This book is Work in Progress. I appreciate your feedback to make the book better.

Chapter 1 Data is everywhere

Data is ubiquitous in today's world and its importance is growing rapidly, especially in social science. With the increasing availability of data, researchers can gain insights into human behavior, social trends, and other important phenomena. The use of data analysis tools and techniques allows researchers to extract meaningful insights from the vast amounts of data that are being generated every day, and these insights can be used to inform policies, strategies, and decisions that impact society. It is therefore crucial for social scientists to have the skills and knowledge to effectively manage and analyze data.

1.1 Why we measure

Two true stories.

1.1.1 Women are having far fewer children.

Global fertility rate.

Figure 1.1: Global fertility rate.

Figure 1.1 shows the global total fertility rate according to Gapminder.3 There is a dramatic change in the number of babies per woman in the last 50 years. The maintenance of a stable human population requires that the mean number of children women should have by the completion of the fertile part of their life is 2.1.4

We cannot know this without measurement. We may have an impression that families are smaller, but that could just be the people we know directly – and most of us know directly at most a couple of hundred households.5 We have to measure to know the big picture and we have to keep measuring to see how the picture is changing. Size matters. Change matters. Without measurement we can describe neither current condition nor the history of current condition.

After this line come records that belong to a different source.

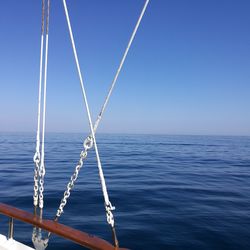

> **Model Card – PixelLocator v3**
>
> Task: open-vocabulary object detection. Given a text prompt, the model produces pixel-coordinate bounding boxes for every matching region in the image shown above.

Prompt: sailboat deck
[0,203,125,250]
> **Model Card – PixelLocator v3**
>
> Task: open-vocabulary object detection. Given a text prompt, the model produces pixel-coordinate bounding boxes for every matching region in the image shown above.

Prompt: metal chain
[33,152,40,207]
[55,136,93,220]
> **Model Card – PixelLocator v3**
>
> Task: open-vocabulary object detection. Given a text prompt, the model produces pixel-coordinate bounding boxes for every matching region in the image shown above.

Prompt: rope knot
[33,151,41,164]
[105,201,115,227]
[83,135,94,150]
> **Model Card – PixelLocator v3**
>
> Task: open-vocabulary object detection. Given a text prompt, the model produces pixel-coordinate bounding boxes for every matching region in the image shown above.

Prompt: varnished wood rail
[0,203,127,250]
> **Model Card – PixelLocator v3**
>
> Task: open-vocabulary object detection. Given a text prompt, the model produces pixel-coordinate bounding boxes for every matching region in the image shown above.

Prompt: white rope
[63,0,114,223]
[39,0,50,212]
[33,0,45,207]
[94,0,149,132]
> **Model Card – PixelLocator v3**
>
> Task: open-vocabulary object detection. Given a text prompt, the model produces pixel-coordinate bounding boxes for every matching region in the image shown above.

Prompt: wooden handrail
[0,203,126,250]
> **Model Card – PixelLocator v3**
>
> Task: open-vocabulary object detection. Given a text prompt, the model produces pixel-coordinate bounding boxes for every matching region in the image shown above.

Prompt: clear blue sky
[0,0,250,135]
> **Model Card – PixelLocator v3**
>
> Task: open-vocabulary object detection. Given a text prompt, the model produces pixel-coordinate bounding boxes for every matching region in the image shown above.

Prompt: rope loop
[105,201,115,228]
[33,151,41,164]
[83,135,94,150]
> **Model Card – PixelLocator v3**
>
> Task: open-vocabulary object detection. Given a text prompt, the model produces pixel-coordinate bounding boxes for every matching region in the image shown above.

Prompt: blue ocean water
[0,133,250,250]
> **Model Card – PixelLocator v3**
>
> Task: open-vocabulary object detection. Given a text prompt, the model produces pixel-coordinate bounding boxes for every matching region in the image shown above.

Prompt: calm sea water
[0,133,250,250]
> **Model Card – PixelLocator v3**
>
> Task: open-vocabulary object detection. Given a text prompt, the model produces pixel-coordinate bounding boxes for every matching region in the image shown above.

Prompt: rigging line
[33,0,45,209]
[55,0,149,223]
[39,0,50,214]
[63,0,114,227]
[94,0,149,132]
[63,0,109,204]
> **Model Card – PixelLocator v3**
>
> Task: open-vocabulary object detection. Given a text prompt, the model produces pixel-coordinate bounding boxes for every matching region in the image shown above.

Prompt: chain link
[105,202,115,227]
[56,136,93,219]
[39,162,45,208]
[33,151,40,206]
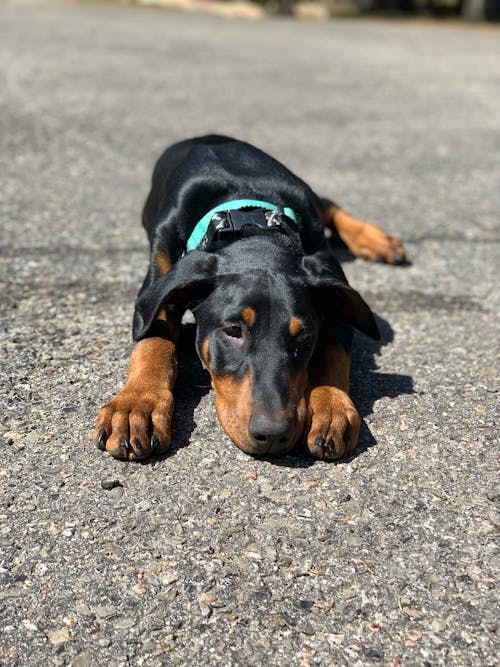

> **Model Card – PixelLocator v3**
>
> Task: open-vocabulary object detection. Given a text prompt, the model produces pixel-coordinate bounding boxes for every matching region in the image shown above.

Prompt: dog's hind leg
[320,199,406,264]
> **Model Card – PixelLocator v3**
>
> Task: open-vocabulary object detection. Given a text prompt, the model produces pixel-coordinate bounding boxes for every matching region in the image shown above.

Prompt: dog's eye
[222,324,243,338]
[295,331,311,345]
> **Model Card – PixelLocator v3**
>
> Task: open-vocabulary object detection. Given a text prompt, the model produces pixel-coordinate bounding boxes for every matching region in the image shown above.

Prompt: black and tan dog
[94,136,405,459]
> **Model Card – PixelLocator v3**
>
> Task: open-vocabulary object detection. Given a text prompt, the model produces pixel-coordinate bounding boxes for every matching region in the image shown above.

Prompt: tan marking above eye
[241,306,257,328]
[288,317,304,336]
[201,338,209,367]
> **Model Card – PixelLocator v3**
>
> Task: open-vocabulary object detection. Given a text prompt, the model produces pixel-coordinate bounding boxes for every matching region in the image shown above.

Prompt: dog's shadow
[165,316,414,468]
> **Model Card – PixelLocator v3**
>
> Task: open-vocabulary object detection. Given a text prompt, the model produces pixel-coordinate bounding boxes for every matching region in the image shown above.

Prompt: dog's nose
[248,414,293,454]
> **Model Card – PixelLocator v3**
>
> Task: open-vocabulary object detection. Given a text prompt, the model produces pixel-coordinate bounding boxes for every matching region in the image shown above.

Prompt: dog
[94,135,406,460]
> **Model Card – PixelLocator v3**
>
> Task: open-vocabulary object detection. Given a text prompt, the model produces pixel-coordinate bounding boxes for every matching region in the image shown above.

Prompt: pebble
[94,605,118,620]
[101,479,123,491]
[113,616,135,630]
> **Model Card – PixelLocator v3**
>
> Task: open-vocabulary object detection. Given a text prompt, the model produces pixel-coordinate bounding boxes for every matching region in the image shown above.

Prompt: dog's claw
[95,428,108,452]
[132,438,149,459]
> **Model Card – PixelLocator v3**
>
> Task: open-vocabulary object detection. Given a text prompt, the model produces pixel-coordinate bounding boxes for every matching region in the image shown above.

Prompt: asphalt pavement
[0,2,500,667]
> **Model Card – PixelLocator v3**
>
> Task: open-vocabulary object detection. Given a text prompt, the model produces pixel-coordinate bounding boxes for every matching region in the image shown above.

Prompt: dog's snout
[248,414,293,454]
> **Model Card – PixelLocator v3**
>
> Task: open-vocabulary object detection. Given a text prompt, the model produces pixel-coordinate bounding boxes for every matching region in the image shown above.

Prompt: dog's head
[135,240,378,455]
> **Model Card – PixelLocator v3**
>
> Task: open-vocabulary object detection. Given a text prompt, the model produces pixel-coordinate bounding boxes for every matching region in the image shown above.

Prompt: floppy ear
[302,252,380,340]
[133,250,217,341]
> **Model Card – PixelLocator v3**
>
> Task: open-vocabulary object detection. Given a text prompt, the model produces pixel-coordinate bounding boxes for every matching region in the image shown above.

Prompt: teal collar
[186,199,297,252]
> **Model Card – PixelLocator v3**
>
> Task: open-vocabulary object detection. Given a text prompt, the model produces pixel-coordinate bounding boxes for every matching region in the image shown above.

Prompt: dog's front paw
[94,383,174,460]
[307,387,361,459]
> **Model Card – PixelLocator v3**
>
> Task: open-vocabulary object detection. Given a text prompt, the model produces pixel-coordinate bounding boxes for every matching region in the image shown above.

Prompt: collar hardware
[186,199,300,252]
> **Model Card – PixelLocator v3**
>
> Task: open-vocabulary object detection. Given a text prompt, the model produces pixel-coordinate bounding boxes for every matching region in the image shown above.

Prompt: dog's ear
[302,252,380,340]
[133,250,217,341]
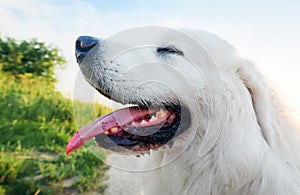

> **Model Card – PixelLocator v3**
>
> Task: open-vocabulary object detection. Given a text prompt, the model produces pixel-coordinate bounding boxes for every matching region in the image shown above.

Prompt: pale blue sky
[0,0,300,121]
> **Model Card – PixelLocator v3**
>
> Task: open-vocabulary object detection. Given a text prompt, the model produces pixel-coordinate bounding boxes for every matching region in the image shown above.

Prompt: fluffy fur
[80,30,300,195]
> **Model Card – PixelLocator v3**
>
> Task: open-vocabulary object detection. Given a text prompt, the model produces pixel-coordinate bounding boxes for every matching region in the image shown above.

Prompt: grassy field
[0,72,109,195]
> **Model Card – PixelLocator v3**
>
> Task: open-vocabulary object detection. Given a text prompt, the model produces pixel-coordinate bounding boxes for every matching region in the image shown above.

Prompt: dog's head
[67,28,274,157]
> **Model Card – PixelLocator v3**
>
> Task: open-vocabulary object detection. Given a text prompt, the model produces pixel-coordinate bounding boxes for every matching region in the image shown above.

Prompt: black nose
[75,36,99,63]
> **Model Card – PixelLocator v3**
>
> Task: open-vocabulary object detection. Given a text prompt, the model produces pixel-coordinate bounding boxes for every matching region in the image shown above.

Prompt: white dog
[67,27,300,195]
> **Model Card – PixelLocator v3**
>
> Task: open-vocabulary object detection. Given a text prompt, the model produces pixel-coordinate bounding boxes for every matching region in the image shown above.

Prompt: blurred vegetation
[0,37,66,82]
[0,38,110,195]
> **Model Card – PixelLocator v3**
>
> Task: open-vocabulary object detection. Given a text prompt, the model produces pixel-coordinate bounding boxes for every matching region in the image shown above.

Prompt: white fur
[81,30,300,195]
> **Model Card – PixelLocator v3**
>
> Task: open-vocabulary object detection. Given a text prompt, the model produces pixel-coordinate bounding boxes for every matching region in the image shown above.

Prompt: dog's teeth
[156,108,167,118]
[149,115,157,122]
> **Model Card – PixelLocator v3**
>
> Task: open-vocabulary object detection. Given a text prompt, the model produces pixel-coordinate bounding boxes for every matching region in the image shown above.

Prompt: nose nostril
[75,36,98,52]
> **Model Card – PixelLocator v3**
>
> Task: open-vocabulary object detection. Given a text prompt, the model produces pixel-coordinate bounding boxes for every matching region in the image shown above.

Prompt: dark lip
[95,105,191,153]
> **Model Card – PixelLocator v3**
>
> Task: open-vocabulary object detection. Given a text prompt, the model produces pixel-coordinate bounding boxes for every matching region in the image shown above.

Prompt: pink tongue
[66,107,155,155]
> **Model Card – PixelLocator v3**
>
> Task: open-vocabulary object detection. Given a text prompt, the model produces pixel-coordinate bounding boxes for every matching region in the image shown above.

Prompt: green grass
[0,73,110,195]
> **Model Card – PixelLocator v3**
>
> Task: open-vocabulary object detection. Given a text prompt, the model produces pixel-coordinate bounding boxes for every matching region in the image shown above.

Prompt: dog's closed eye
[156,46,183,56]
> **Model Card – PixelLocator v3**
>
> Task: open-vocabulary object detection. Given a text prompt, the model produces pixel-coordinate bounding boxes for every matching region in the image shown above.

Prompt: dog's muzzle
[75,36,100,64]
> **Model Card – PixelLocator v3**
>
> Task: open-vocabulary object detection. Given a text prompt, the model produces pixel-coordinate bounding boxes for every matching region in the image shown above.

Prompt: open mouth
[66,105,190,154]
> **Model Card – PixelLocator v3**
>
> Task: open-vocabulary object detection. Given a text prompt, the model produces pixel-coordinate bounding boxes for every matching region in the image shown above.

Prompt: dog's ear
[237,60,275,146]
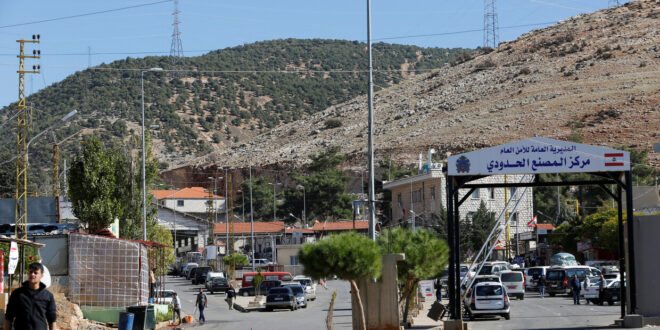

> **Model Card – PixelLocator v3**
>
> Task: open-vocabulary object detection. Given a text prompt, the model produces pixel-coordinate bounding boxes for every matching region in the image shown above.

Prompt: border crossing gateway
[445,137,637,329]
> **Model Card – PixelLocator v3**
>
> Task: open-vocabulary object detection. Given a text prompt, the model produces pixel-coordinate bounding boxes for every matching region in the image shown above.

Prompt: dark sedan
[206,277,229,294]
[266,287,298,311]
[238,280,282,297]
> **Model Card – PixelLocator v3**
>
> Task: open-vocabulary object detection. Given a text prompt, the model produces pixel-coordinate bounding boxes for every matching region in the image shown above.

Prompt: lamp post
[239,149,261,271]
[140,68,163,241]
[296,184,307,226]
[209,176,223,245]
[268,182,282,222]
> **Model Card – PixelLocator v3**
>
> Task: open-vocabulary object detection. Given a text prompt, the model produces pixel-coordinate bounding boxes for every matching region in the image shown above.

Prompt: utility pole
[484,0,499,48]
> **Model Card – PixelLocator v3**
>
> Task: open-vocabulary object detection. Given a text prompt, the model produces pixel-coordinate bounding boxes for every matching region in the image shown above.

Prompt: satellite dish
[41,264,51,287]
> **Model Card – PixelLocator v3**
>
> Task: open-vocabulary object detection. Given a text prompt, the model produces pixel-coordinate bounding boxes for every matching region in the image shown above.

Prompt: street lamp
[239,148,262,271]
[209,176,223,245]
[296,184,307,226]
[140,68,163,241]
[218,166,235,255]
[268,182,282,222]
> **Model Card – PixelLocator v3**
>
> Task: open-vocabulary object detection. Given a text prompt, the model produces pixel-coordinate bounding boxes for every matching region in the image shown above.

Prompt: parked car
[204,272,225,283]
[468,282,511,320]
[598,281,621,306]
[204,277,229,294]
[525,266,550,290]
[500,270,525,300]
[266,287,298,311]
[154,290,175,305]
[238,280,282,297]
[190,266,213,285]
[293,275,316,301]
[479,261,510,275]
[284,284,307,308]
[241,272,293,287]
[248,259,273,267]
[179,262,199,280]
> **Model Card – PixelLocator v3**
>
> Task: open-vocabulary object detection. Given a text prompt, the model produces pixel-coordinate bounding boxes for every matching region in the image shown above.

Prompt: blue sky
[0,0,625,108]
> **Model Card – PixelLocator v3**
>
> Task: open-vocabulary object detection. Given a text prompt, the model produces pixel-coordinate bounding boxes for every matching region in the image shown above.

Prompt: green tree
[377,228,449,320]
[468,200,495,254]
[298,232,382,330]
[68,135,123,233]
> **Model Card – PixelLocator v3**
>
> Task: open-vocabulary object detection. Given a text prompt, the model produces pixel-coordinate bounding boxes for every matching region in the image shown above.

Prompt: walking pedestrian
[195,288,208,324]
[172,292,181,325]
[225,285,236,310]
[5,262,57,330]
[571,274,582,305]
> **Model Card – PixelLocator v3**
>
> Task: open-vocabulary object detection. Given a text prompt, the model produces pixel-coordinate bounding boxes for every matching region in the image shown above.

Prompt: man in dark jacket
[571,274,582,305]
[5,262,57,330]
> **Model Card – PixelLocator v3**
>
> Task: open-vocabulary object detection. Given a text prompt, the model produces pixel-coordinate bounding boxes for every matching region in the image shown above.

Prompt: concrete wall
[633,215,660,317]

1.1.2 Global surface temperature is rising.

Global temperature in the common era.

Figure 1.2: Global temperature in the common era.

The 2011–2020 decade warmed to an average 1.09 °C [0.95–1.20 °C] compared to the pre-industrial baseline (1850–1900). Figure 1.2 shows a global surface temperature reconstruction over the last 2000 years using proxy data from tree rings, corals, and ice cores in blue. Directly observed data is in red (Wikipedia contributors 2022).

Data is required to make informed decisions. Decisions about climate change are complex, costly and have long-term implications. It is therefore vital that such decisions are based on the best available evidence. We need to understand the quality and provenance of that evidence, and whether any assumptions have been made in generating it.

1.2 Means of measuring

Data collection is the process of gathering and measuring information. As social scientists we rarely count tree rings or analyse corals and ice cores. Social science is concerned about human behavior, attitudes, opinions, and characteristics to understand social phenomena. Social science researchers use a variety of data collection methods, including surveys, interviews, observations, and experiments, to collect data that can be analyzed and used to test hypotheses and answer research questions.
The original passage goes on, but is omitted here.